Find a dataset suitable for regression. We recommend a dataset from the UCI repository. Complete the following in a single notebook.

Fit a linear regression model, measure the fit with two metrics, and make a plot that helps visualize the result.

Include a basic description of the data(what the features are)
Write your own description of what the regression task is and why a linear model is a reasonable model to try for this data.
Fit a linear model with 75% training data
Test it on 25% held out test data and measure the fit with two metrics and one plot
Inspect the model to answer:
- Does this model make sense?
- What to the coefficients tell you?
- What to the residuals tell you?
Repeat the split, train, and test steps 5 times.
- Is the performance consistent enough you trust it?
Interpret the model and its performance in terms of the application. Some questions you might want to answer in order to do this include:

Try fitting the model only on one feature. Justify your choice of feature based on the results above. Plot this result.

Note

If you have the relevant level 2 achievements (evaluation, summarize, visualize) you can skip this part, but it might still be interesting.

Do an experiment to compare test set size vs performance:

Re-fit your regression model using 10%, 30%, … , 90% of the data for training.
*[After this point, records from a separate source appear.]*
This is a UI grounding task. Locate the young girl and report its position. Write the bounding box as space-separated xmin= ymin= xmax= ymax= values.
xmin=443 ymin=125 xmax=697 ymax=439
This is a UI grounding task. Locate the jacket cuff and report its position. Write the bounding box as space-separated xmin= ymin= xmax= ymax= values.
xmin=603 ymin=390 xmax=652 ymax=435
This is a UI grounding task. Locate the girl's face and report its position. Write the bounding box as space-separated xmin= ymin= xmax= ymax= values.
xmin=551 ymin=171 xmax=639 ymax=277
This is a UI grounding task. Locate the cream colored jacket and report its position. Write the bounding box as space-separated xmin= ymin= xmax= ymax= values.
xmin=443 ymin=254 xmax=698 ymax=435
Save the results of both test and train r2 and MSE for each size training data in a DataFrame with columns [‘train_pct’,‘n_train_samples’,‘n_test_samples’,‘train_r2’,‘test_r2’,‘train_mse’,‘test_mse’]
Plot the metrics vs training percentage in a line graph.
Interpret these results. How does training vs test size impact the model?

Thinking Ahead

Try these experiments with a different type of regression.
How do your evaluation experiment results compare in regression vs classification?